A Comparative Evaluation of AI Tools for Voice Cloning and Lip Syncing in Multimedia Content Creation
摘要
The research aims to explore progressive methods related to multimedia technology and gives insight into open-source artificial intelligence tools pertinent to video lip syncing and voice recording. Two of the main objectives of this paper are to discuss the latest techniques in multimedia technology as well as to share related information regarding open-source AI technology on video lip syncing and voice cloning. First, the investigation attempts to interact with the cutting-edge of multimedia technology by looking at innovative approaches related to voice cloning and lip syncing. This paper will also thus serve as a comprehensive guide for researchers and practitioners, by applying the latest artificial intelligence technologies, to gain expertise in areas such as voice cloning and video lip sync. Finally, this research contributes to the democratization of state-of-the-art multimedia technology by using open-source tools to make solutions for synchronizing voice and video readily accessible.
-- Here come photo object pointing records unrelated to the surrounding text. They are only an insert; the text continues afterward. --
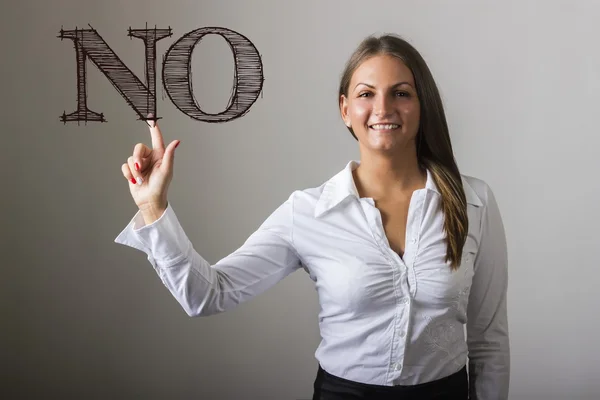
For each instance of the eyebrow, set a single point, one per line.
(373, 87)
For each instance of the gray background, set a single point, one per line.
(86, 318)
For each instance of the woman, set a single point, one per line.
(403, 249)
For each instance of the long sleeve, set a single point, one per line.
(487, 320)
(202, 289)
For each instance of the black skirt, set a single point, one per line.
(330, 387)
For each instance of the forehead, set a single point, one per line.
(382, 69)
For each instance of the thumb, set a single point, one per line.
(169, 154)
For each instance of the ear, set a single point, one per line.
(344, 111)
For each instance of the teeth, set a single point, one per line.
(385, 126)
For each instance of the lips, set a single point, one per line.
(384, 127)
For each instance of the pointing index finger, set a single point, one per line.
(157, 140)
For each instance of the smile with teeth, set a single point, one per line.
(384, 126)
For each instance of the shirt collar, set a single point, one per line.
(341, 187)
This paper is aimed at equipping multimedia practitioners with vital information and resources, thus enabling them to understand and avail themselves of these open-source AI technologies to realize better speech and video synchronization in their creative works. In these experiments, the study evaluates Wav2lip and OpenSeq2Seq in fields like lip sync and speech synthesis on the LRS2-BBC dataset. The speech synthesis correctness, lip synchronization accuracy, transcription accuracy, and user ratings were all better for OpenSeq2Seq than Wav2lip. This established that for the tasks involved in speech synthesis and lip synchronization, OpenSeq2Seq is a much more accurate tool compared to Wav2lip, especially for the LRS2-BBC dataset.